John Goodman of the NCPA has a great article about how the current healthcare system is heavily distorted by government policies that result in people making decision with other people’s money (or at least what they perceive as other people’s money). The excerpt below is a good summary of John’s key points, but I’ll add a couple of rhetorical questions. What do you think would happen if government created a tax break that made it attractive to expand auto insurance to cover the cost of oil changes and trips to the gas station? Would that make that market more efficient or less efficient? Would Jiffy Lube and Sunoco charge higher prices or lower prices? What would happen to administrative costs?
Almost everyone believes there is an enormous amount of waste and inefficiency in health care. But why is that? In a normal market, wherever there is waste, entrepreneurs are likely to be in hot pursuit — figuring out ways to profit from its elimination by cost-reducing, quality-enhancing innovations. Why isn’t this happening in health care?
As it turns out, there is a lot of innovation here. But all too often, it’s the wrong kind.

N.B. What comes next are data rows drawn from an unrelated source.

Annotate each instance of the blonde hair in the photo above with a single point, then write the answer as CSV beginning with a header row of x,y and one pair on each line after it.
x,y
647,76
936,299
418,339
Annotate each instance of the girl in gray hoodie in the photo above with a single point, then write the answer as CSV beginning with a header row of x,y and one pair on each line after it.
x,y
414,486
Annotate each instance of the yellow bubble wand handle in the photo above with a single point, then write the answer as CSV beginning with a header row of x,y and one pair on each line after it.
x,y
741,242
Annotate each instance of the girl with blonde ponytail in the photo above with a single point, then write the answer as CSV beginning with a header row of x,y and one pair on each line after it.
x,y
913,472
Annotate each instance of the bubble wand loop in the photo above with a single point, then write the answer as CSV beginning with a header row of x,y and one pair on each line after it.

There has been an enormous amount of innovation in the medical marketplace regarding the organization and financing of care. And wherever health insurers are paying the bills (almost 90 percent of the market) it has been of two forms: (1) helping the supply side of the market maximize against third-party reimbursement formulas, or (2) helping the third-party payers minimize what they pay out. Of course, these developments have only a tangential relationship to the quality of care patients receive or its efficient delivery.
The tiny sliver of the market (less than 10 percent) where patients pay out of pocket has also been teeming with entrepreneurial activity. In this area, however, the entrepreneurs have been lowering cost and raising quality — what most of us wish would happen everywhere else.
…Wherever there is third-party payment, the goal of innovation is to produce more products that qualify for reimbursement, even if the effects on patient outcomes are only marginal. Wherever there is no third-party reimbursement, innovators are focused on ways to lower cost and raise quality.
Take cosmetic surgery. Over the past two decades there has been an enormous amount of innovation in the field — all of the cost-lowering, quality-raising variety. That explains why the volume of cosmetic surgeries grew six-fold over the past 20 years, while the real price declined by more than one-third. Similarly, there has been remarkable innovation in LASIK surgery — another area where third-party payers are not. Yet the real price of LASIK surgery has declined by 25 percent over the past decade.
The same principle can be seen at work in the international marketplace. For example, India has a potentially huge market for medical care. But 80 percent of health care spending in that country is private and there is very little health insurance. So some of the companies that make expensive technology for the developed world are now finding ways to produce the same services for a fraction of the price.
GE Healthcare, for example, has introduced a portable electrocardiogram machine into the Indian market that will perform the heart exam for 20 cents (compared to a normal price of $50). Siemens (another maker of high-end, expensive equipment) has built mobile diagnostics units for the Indian market with X-ray, ultrasound and pathology systems.